Florida utilities eye recovery of Hurricane Irma costs
- Duke Energy Florida has filed a petition with state regulators to recover an estimated $381 million in costs associated with September's Hurricane Irma and also seeks $132 million to replenish its reserve fund for responses to named storms.
- Tampa Electric has also filed with the Florida Public Service Commission (PSC) to recover of $88 million to restore power after Hurricane Irma and several previous storms.
- The largest utility in Florida will not immediately file for recovery, however, according to Platts. Florida Power & Light said it is conducting a broad review of changes to the tax code and how they might impact storm cost recovery.
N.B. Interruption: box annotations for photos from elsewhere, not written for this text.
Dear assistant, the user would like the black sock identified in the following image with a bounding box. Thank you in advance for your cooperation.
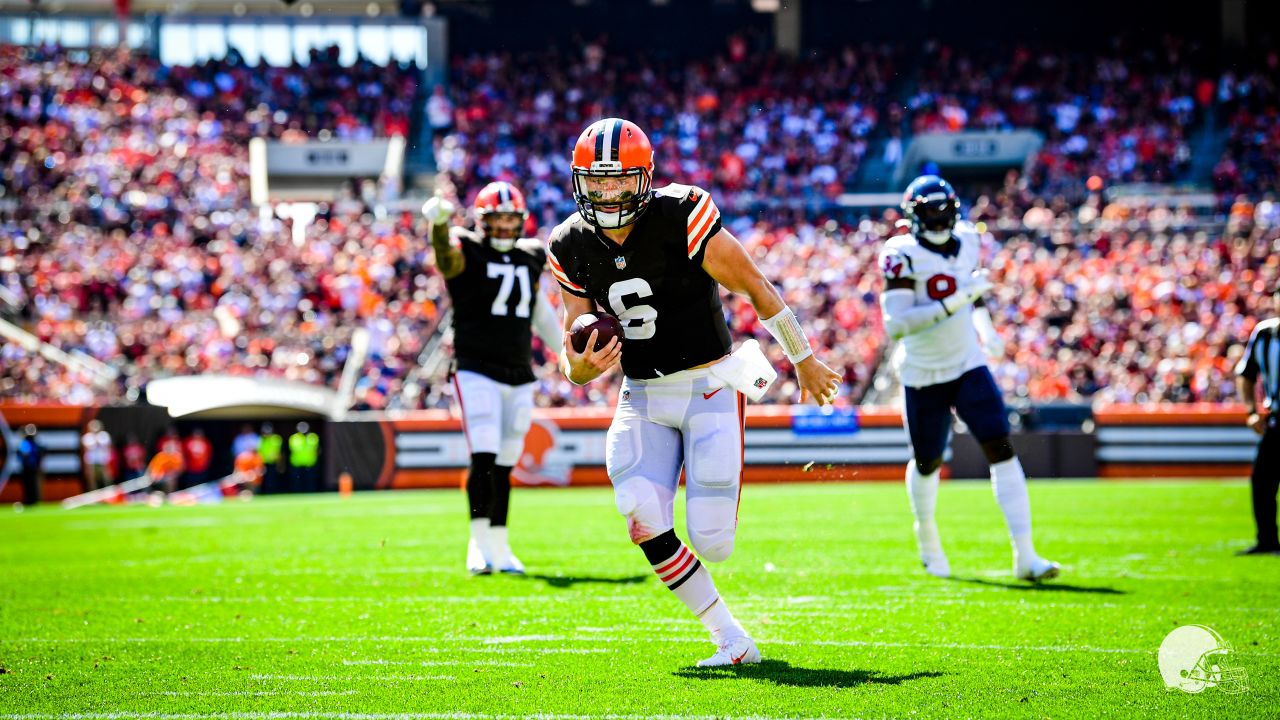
[467,452,498,520]
[489,465,511,525]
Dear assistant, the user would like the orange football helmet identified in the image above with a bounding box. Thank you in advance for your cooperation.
[572,118,653,228]
[471,181,529,252]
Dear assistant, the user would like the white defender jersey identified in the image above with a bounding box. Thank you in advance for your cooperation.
[879,222,987,387]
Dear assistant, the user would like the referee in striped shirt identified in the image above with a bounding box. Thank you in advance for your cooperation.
[1235,283,1280,555]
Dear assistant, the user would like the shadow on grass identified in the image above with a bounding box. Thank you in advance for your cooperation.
[951,575,1129,594]
[673,660,945,688]
[525,573,653,588]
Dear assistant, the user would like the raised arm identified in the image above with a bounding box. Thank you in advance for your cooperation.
[422,195,467,279]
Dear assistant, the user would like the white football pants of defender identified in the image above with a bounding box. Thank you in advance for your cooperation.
[453,370,534,468]
[604,369,744,562]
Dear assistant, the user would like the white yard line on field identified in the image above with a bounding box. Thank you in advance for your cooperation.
[5,635,1203,656]
[250,675,457,683]
[342,660,534,667]
[0,711,798,720]
[138,691,360,697]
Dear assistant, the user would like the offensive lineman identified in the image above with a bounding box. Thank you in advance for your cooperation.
[422,182,562,575]
[548,118,840,666]
[879,176,1059,582]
Florida utilities sped recovery times in the face of September's storms, but now utilities are looking at the costs and determining how best to be prepared for the next disruptions.
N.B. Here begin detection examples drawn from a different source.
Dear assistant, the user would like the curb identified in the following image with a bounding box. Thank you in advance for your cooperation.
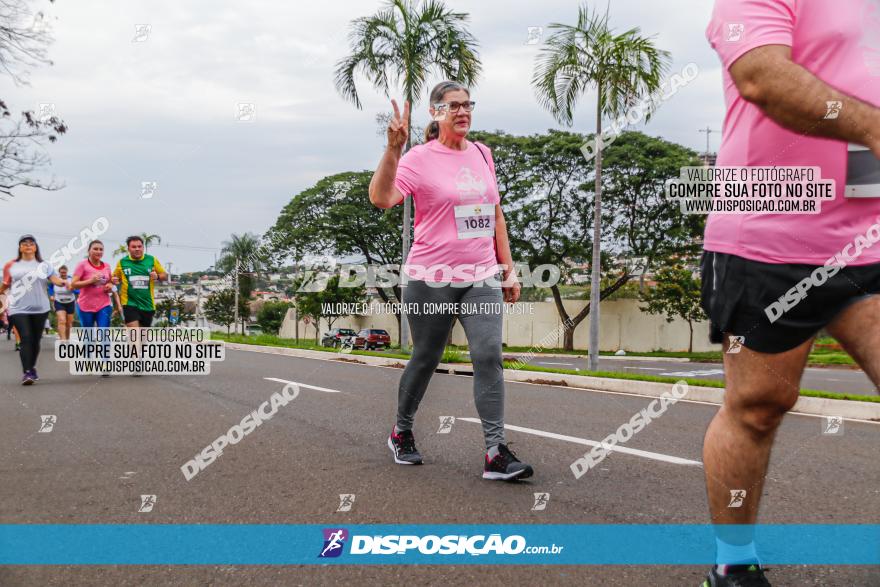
[226,342,880,422]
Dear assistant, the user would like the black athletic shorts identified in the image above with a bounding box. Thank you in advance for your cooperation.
[55,300,76,314]
[122,306,156,328]
[700,251,880,353]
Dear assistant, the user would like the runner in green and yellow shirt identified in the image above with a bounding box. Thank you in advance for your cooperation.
[113,236,168,328]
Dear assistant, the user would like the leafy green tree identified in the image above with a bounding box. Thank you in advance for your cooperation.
[265,171,401,321]
[642,265,706,353]
[532,3,669,371]
[156,296,195,327]
[602,132,706,290]
[473,130,703,349]
[295,275,366,342]
[257,302,293,334]
[217,232,265,332]
[205,288,248,334]
[335,0,480,347]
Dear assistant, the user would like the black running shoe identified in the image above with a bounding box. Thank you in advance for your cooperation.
[483,444,534,481]
[700,565,770,587]
[388,428,422,465]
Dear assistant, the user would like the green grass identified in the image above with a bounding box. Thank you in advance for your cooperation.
[211,332,880,403]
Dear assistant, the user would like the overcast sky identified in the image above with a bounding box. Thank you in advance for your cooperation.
[0,0,724,273]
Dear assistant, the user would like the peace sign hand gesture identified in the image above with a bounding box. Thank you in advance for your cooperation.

"This past hurricane season impacted Florida significantly, from damaging homes and infrastructure to affecting agriculture and tourism. Duke Energy Florida understands the impact this filing has on both our residential and business customers," Duke Energy Florida state president Harry Sideris said in a statement.
Residential customers will see an increase of $5.20 per 1,000 kWh on a typical monthly bill, assuming a three-year recovery period. Commercial and industrial customers will see an increase of approximately 2.5% to 6.6%, depending on several factors.The utility depleted $62 million that had remained in the reserve fund as part of its Hurricane Irma storm response.
The charge could become effective with the first billing cycle for March 2018, continuing through February 2021. Regulators will then schedule a hearing process in 2018 to review the final actual costs and adjust the billing rate if necessary.
Tampa Electric also filed for storm recovery with the PSC that are related to Hurricane Irma and several previous storms, including tropical storms Erika and Colin and hurricanes Hermine and Matthew. The utility is seeking about $88 million, which would add $4 to the bill of an average customer using 1,000 kWh/month. The surcharge would take effect in March and continue throughout 2018, which is when the utility says it would likely be reduced.
Platts reports FPL has made an "abrupt change of plans" and will not file for storm recovery, instead launching a broad review of new changes to the tax code and its implications on hurricane costs. The current surcharge for Hurricane Matthew will decline beginning in March, lowering average monthly bills by about $3.36/1,000 kWh.